The train’s hydraulic brakes hissed as it idled to a stop and the doors slid open. Boyd stood to one side to allow the passengers to pour from the carriages, rush to the gate and head for their cars in the overcrowded car park. As quickly as it had arrived, the train departed with a loud rumble along the tracks.
His sister appeared. ‘Hi, Mark. You look tired. Is anything wrong?’

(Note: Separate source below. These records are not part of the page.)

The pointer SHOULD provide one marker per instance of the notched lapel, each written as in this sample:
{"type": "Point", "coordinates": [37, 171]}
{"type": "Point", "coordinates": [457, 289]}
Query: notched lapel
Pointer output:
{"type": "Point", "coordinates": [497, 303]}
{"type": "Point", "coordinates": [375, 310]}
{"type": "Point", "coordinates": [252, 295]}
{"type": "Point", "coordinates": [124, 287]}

‘No, just waiting for you. Couldn’t see you for a minute.’
‘I have a new friend.’ Grace looked around. ‘She was here a minute ago. I was going to ask if you could give her a lift.’
‘Probably went on ahead,’ Boyd said, thinking that Grace’s new friend wanted to escape his sister’s constant chatter. ‘Car’s outside. On double yellow lines.’